Before I built a wall I’d ask to know
What I was walling in or walling out,
And to whom I was like to give offense.

Link to the song:

Rivals in Our Trenches


We built these walls so high, brick by stubborn brick

You stand your ground, and I stand mine, we never seem to click

We see the same horizon, but it looks so different here

You're calling out your logic, and I just cover my ears

Every answer's a question, but neither one replies

Caught up in our echoes, we only hear our sides

Rivals in our trenches, staring across the line

We’re just two stubborn hearts, convinced that we're both right

No trust, no truth, no healing, just distance and despair

We're mending walls between us, and neither of us cares

Rivals in our trenches, where the healing never starts

We've drawn the lines in dirt, but we’ve both torn apart

You build your truth in stone, I stack mine up in clay

We tend to what divides us, and let the roots decay

There's a question in the silence that neither wants to ask

Why we can't tear this wall down, instead we hold our masks

Gaslight and misinformation, both play our twisted game

But through the smoke, I wonder—do we even know our names?

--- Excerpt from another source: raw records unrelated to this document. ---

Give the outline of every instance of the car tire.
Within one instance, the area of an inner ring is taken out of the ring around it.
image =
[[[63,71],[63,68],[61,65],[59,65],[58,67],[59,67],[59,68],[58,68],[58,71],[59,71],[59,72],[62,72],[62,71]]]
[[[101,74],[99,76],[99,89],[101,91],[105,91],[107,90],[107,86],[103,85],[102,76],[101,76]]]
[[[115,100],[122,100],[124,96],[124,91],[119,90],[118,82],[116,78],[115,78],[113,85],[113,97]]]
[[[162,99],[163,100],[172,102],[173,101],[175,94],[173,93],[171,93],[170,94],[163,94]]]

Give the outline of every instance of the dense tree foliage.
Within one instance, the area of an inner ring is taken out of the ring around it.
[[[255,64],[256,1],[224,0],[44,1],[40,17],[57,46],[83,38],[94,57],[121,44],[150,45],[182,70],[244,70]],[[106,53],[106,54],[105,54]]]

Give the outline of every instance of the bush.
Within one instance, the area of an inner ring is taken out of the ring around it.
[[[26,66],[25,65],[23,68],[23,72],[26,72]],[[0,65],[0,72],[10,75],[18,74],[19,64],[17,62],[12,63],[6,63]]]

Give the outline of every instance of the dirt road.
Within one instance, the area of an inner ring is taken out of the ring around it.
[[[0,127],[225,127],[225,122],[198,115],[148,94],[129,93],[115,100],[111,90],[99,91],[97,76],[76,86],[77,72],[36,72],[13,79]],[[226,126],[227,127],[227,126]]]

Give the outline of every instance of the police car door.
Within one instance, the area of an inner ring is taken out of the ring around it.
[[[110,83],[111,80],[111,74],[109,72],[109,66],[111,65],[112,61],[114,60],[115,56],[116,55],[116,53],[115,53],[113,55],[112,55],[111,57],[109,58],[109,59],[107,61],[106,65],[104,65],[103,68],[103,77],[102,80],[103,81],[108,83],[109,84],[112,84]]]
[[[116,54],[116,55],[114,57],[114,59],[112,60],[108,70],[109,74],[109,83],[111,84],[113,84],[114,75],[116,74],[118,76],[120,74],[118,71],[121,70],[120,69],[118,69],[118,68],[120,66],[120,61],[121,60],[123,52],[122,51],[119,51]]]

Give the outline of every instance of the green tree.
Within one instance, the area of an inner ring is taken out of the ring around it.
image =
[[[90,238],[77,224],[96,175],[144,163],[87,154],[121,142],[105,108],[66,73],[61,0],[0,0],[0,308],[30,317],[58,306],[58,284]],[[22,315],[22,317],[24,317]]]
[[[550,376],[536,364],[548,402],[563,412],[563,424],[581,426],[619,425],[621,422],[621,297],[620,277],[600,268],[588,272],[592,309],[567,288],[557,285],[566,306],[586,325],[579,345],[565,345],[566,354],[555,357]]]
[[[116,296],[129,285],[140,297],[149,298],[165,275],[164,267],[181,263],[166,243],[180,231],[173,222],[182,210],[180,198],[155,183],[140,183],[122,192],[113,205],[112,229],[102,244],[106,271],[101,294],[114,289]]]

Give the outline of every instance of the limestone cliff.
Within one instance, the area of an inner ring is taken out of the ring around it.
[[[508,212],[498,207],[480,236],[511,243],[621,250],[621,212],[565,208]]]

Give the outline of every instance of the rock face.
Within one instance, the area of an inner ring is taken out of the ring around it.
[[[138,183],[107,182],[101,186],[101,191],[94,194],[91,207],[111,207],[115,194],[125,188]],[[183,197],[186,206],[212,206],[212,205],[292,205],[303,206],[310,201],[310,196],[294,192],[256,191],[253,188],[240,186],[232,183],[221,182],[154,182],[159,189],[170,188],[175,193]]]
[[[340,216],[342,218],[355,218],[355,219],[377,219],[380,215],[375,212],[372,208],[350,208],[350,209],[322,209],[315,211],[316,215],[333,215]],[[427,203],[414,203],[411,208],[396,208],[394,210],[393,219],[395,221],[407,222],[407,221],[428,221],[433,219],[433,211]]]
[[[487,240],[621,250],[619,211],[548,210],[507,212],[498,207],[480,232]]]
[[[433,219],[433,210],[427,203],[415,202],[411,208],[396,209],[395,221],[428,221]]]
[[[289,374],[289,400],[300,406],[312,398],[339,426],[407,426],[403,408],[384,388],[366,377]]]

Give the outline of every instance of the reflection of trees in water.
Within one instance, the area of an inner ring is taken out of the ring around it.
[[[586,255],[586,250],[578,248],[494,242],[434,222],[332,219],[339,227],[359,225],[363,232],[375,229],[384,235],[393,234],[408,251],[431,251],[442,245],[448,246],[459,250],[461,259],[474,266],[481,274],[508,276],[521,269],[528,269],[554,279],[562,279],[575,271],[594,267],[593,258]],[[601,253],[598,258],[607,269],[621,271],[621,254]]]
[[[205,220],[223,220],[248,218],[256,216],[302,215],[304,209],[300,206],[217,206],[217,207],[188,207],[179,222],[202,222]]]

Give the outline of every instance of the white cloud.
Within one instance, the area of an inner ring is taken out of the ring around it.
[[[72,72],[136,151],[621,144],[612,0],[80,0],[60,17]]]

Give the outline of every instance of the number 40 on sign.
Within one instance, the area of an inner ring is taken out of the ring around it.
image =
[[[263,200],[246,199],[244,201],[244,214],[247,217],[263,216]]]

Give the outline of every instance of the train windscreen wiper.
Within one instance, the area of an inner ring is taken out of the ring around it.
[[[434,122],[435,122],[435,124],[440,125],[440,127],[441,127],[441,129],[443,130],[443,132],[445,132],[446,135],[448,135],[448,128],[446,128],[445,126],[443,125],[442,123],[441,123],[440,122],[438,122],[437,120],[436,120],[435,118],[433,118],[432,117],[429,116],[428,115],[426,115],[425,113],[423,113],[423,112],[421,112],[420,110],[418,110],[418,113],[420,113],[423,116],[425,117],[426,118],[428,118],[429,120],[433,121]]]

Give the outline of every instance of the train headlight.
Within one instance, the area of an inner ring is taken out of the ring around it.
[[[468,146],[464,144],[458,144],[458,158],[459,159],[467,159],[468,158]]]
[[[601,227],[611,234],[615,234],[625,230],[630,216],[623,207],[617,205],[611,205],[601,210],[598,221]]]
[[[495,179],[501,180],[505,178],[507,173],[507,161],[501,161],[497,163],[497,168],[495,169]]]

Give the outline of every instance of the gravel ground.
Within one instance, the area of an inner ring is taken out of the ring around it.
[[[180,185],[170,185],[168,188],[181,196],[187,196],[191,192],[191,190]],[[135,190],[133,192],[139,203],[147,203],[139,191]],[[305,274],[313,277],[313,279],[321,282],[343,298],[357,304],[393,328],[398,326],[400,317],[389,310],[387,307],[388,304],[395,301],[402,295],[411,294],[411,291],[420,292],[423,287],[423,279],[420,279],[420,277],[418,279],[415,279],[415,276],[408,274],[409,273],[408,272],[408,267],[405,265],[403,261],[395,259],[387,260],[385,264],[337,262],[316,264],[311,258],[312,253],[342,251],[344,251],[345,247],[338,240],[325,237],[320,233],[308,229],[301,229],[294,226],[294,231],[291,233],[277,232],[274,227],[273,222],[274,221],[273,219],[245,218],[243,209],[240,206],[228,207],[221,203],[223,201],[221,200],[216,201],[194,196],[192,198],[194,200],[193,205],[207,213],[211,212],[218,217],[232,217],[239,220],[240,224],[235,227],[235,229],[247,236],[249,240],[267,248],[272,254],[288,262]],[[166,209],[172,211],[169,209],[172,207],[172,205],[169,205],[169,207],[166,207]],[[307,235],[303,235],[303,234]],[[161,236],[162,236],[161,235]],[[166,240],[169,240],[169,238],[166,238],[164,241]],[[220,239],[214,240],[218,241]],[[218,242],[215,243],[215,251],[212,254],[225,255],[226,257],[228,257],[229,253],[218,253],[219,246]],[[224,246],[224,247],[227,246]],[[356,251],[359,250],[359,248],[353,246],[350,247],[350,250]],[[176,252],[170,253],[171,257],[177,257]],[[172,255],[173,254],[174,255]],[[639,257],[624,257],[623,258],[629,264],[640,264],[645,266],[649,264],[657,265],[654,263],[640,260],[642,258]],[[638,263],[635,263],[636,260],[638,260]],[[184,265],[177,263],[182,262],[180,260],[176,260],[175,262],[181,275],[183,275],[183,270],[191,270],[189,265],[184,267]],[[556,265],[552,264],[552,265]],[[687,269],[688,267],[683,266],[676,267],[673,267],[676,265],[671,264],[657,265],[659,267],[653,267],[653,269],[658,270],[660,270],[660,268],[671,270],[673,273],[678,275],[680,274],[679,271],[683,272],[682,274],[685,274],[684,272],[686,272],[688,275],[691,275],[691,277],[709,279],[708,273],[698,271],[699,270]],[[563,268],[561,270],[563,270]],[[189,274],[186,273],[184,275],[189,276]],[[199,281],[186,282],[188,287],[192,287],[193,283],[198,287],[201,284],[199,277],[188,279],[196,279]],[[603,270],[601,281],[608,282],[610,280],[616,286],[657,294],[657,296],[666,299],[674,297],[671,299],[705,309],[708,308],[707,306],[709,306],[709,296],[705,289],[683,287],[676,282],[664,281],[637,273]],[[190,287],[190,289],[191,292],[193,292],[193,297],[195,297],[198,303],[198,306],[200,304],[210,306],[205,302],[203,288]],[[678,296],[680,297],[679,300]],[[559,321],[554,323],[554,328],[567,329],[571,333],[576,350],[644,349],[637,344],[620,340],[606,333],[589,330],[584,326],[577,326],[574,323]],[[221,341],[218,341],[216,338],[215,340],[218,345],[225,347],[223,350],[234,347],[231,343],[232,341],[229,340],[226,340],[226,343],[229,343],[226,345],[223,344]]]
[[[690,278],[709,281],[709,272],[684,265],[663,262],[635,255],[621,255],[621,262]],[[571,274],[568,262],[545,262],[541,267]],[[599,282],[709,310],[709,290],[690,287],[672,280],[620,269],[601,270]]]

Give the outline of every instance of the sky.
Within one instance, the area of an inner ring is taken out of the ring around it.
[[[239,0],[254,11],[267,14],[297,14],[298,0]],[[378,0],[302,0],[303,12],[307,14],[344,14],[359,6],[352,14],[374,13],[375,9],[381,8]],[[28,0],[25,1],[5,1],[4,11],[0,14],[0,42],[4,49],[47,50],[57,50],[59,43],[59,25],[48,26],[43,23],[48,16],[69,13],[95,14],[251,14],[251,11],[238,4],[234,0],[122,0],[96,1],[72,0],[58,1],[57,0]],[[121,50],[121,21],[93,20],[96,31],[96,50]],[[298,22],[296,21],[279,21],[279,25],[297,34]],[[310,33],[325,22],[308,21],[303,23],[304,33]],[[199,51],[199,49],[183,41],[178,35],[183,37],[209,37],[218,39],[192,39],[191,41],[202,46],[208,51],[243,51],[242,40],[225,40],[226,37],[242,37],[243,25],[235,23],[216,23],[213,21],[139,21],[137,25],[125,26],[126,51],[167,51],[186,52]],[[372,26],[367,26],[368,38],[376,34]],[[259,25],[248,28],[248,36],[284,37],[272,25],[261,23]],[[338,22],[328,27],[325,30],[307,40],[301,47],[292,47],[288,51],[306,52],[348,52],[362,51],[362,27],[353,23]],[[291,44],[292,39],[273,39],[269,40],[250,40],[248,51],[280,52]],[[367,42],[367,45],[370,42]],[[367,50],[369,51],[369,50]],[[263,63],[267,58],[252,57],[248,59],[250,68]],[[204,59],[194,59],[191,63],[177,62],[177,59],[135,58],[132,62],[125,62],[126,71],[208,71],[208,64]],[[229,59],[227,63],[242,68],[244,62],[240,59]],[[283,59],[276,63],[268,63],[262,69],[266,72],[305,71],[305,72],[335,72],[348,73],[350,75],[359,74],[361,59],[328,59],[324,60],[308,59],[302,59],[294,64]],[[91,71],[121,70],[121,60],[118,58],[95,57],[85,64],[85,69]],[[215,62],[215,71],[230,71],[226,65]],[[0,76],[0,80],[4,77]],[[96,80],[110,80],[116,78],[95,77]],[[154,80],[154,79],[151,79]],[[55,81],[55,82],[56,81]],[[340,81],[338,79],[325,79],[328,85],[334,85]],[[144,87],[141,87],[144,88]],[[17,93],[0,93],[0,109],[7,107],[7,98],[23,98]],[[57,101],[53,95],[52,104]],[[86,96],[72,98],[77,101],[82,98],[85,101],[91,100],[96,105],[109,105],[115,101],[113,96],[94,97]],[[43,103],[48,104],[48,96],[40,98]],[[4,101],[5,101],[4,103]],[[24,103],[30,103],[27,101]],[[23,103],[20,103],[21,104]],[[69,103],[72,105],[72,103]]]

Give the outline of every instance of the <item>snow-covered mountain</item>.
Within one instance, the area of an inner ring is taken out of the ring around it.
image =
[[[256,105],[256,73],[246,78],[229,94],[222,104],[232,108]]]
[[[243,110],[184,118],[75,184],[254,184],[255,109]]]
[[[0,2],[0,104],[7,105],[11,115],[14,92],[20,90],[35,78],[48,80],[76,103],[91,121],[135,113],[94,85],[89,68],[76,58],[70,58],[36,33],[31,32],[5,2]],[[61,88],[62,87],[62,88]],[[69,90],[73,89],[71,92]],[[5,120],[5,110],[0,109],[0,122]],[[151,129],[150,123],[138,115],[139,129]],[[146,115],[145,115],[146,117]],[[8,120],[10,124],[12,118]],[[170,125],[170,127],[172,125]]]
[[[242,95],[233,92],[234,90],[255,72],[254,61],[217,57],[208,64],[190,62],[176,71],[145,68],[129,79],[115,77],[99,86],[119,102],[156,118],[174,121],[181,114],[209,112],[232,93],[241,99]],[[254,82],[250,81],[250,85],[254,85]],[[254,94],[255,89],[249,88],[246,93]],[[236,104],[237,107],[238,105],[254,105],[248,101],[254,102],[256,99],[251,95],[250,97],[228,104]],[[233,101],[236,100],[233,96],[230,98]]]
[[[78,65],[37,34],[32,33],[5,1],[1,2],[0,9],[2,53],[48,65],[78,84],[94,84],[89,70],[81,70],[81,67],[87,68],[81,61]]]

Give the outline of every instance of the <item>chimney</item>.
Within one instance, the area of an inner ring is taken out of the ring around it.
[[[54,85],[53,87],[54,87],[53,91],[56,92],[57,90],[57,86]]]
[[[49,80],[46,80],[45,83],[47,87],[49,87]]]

Rivals in our trenches, staring across the line

We’re just two stubborn hearts, convinced that we're both right

No trust, no truth, no healing, just distance and despair

We're mending walls between us, and neither of us cares

Rivals in our trenches, where the healing never starts

We've drawn the lines in dirt, but we’ve both torn apart

"Good fences make good neighbors," so you always say

But what’s a wall that shuts us out, but keeps the hurt in play?

If I just reach across the line, could we somehow build a bridge?

Or are we forever digging deep into this bitter ridge?

Rivals in our trenches, staring across the line

We’re just two stubborn hearts, convinced that we're both right

No trust, no truth, no healing, just distance and despair

We're mending walls between us, and neither of us cares

Rivals in our trenches, where the healing never starts

We've drawn the lines in dirt, but we’ve both torn apart

We built these walls so high, thinking they’d protect

But all we've done is trap ourselves in the space where we forget

That rivals in the trenches are just people, after all

Who've built their walls so strong, they can't hear the other’s call

 

Here is Frost's poem for comparison- 

Mending Wall by Robert Frost

The narrative is that two neighbors meet each spring to mend a rock wall between their properties. The applications are deep and powerful to our discussion here:

Something there is that doesn’t love a wall,
That sends the frozen-ground-swell under it,
And spills the upper boulders in the sun;
And makes gaps even two can pass abreast.

The work of hunters is another thing:
I have come after them and made repair
Where they have left not one stone on a stone,
But they would have the rabbit out of hiding,
To please the yelping dogs. The gaps I mean,

No one has seen them made or heard them made,
But at spring mending-time we find them there.

I let my neighbor know beyond the hill;
And on a day we meet to walk the line
And set the wall between us once again.

We keep the wall between us as we go.

To each the boulders that have fallen to each.
And some are loaves and some so nearly balls
We have to use a spell to make them balance:

‘Stay where you are until our backs are turned!’

We wear our fingers rough with handling them.
Oh, just another kind of out-door game,

One on a side. It comes to little more:
There where it is we do not need the wall:

He is all pine and I am apple orchard.
My apple trees will never get across
And eat the cones under his pines, I tell him.
He only says, ‘Good fences make good neighbors.’

Spring is the mischief in me, and I wonder
If I could put a notion in his head:

‘Why do they make good neighbors? Isn’t it

Where there are cows? But here there are no cows.

Before I built a wall I’d ask to know
What I was walling in or walling out,
And to whom I was like to give offense.